A ida para a Portela se deu em 1966 pelas mãos de Paulinho da Viola, que também era ligado ao PCB. “Na Portela era diferente. Precisava de um estágio de dois anos antes de poder apresentar sambas nas disputas de samba-enredo. Então, só pude participar dos concursos em 1968”, diverte-se.

A primeira música gravada é de 1954, mas a história é nebulosa para Noca. “Eu tinha uma marchinha chamada ‘Marlene meu bem’, uma homenagem à cantora de quem era fã. Só sei dizer que cantei essa música para um cara e ele disse ‘Vou gravar essa música para você’. Respondi que, então, ele seria o meu parceiro. O cara só fazia compacto simples. Gravou e assinou meu nome junto com o dele, mas nunca vi nenhum tostão. O nome dele só fui descobrir há dois anos: Joaquim Luchesi Sobrinho”, revela.

Mas com outras canções não foi assim. A partir dos anos 1960, passou a ser gravado por Maria Bethânia, Seu Jorge, Beth Carvalho, Paulino da Viola, Martinho da Vila, Dudu Nobre e Zeca Pagodinho, entre outros. Seu maior sucesso, “É preciso muito amor”, tem várias regravações.
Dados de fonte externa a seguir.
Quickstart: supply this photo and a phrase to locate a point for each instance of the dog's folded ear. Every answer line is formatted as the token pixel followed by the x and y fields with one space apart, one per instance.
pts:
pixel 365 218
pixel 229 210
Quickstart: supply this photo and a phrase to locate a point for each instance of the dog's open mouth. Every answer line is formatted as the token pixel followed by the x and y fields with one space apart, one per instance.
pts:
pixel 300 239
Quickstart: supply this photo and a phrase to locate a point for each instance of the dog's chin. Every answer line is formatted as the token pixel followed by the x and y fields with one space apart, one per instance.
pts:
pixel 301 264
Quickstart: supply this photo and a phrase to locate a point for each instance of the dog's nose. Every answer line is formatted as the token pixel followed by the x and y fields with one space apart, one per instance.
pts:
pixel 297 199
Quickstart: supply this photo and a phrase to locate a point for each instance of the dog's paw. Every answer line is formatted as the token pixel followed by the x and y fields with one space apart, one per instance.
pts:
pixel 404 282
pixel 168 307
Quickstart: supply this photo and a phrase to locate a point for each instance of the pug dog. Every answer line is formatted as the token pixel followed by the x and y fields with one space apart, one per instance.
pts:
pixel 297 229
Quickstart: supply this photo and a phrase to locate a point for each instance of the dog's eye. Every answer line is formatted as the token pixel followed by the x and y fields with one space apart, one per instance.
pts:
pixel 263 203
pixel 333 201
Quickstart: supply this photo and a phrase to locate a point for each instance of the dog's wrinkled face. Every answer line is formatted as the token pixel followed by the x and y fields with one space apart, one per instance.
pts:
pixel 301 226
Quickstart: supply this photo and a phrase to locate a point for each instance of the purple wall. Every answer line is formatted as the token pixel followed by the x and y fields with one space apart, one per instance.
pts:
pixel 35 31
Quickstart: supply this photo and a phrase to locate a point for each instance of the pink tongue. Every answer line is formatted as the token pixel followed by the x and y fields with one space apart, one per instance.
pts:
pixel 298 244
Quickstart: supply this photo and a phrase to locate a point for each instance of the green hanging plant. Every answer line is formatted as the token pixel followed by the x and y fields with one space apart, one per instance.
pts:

O compositor conta que ela nasceu quando ele e um amigo estavam num bar em Guadalupe após um batizado do filho de um amigo. “Tinha um sujeito lá que já estava calibrado de bebida. De repente, me chega uma preta robusta e pergunta se o peixe que ele foi comprar ia chegar frito ou ensopado. Ela deu uma dura nele e exigiu que ele fosse pra casa em seguida. O malandro foi saindo de mansinho, mas depois que a preta passou pela porta, ele bateu no peito e falou pra todo bar ouvir ‘É preciso muito amor para aguentar essa mala’. Começamos a batucar e mexer na frase até virar ‘É preciso muito amor para suportar essa mulher’ e o resto foi chegando porque a gente ia lembrando de outras mulheres”, explica. “O bom samba tem que ser verdadeiro, tem que ter uma história por trás. Ouvi isso do Geraldo Pereira lá na Lapa”, acrescenta.
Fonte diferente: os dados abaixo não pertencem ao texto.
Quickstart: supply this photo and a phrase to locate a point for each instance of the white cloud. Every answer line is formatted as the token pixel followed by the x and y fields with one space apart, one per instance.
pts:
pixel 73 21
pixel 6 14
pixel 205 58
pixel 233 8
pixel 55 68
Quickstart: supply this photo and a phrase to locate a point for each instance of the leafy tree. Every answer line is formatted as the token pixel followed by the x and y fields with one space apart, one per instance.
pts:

Outro grande sucesso de Noca foi “Virada”, parceria com o filho Gilmar – o Noquinha -, e gravada por Beth Carvalho que virou um dos hinos da luta pela democratização durante a campanha das Diretas Já. “O que adianta eu trabalhar demais / se o que eu ganho é pouco / se cada dia eu vou mais pra trás, / nessa vida levando soco, / e quem tem muito tá querendo mais, / e quem não tem tá no sufoco, / vamos lá rapaziada, tá na hora da virada / vamos dar o troco”, dizem os primeiros versos. “Fiz esse samba quando os sindicatos estavam ganhando força, falava ali do drama do trabalhador. A Beth ouviu, disse que queria gravar e que ela faria sucesso”, lembra o compositor.
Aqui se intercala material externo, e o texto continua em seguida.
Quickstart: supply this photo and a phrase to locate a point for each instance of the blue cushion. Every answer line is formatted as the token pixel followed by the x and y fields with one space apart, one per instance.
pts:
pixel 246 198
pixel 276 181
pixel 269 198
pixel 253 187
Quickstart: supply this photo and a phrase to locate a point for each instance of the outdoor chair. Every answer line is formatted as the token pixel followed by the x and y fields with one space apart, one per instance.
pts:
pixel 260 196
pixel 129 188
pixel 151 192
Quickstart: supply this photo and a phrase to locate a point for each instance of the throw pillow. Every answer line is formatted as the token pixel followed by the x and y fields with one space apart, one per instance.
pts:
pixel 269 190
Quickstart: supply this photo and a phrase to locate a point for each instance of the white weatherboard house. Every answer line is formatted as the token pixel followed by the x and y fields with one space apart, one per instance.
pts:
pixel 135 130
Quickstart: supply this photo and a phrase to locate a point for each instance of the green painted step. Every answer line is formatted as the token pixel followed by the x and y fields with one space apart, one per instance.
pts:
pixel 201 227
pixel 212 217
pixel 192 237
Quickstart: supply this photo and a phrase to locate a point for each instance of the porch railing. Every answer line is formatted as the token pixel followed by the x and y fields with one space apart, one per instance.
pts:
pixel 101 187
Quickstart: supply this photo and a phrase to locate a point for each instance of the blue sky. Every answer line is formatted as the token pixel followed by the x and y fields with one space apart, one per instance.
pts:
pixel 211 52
Com o bom dinheiro que ganhou com “Virada”, deu o troco em sua vida e comprou a casa no Engenho de Dentro onde vive até hoje com filhos, netos e bisnetos – Dona Conceição partiu em 2013. “Eu venci. Como imaginar que um menino pobre que chegou de Minas, trabalhou na feira, viveu em favelas, passou por tanto sufoco, viria a ser secretário de Cultura, que receberia uma comenda do presidente da República (condecoração dada em 2006 pelo então presidente Luis Inácio Lula da Silva)?, porém minhas maiores alegrias vieram do samba. Eu não vivi do samba, vivi para o samba. Na sexta passada, meu neto (o cavaquinista Diogão) me levou para uma roda no Rio Comprido. Tinha uma garotada universitária que queria me conhecer. Era pra ficar lá uns vinte minutos; fiquei duas horas e meia. Tudo meu que foi cantado eles acompanhavam. É isso que realiza a gente, ser reconhecido pelo povo. Sou um artista popular, um cronista da minha gente”, gaba-se.

Do alto dos 86 anos e com uma lucidez e vitalidade que impressionam, Noca da Portela, do Tuiuti e de tantos sambas talvez seja um caso raro de compositor que assina parcerias com o neto. Se bobear, vai fazer samba com bisnetos. “O meu mais velho tem 12 anos e fica me olhando de lado dizendo que vai fazer um samba comigo. Já disse a ele que só tem 12 anos, que está cedo, e o moleque devolveu que eu fazia samba com 14 anos. É… acho quem vem mais uma parceria aí”, avisa com uma sonora gargalhada.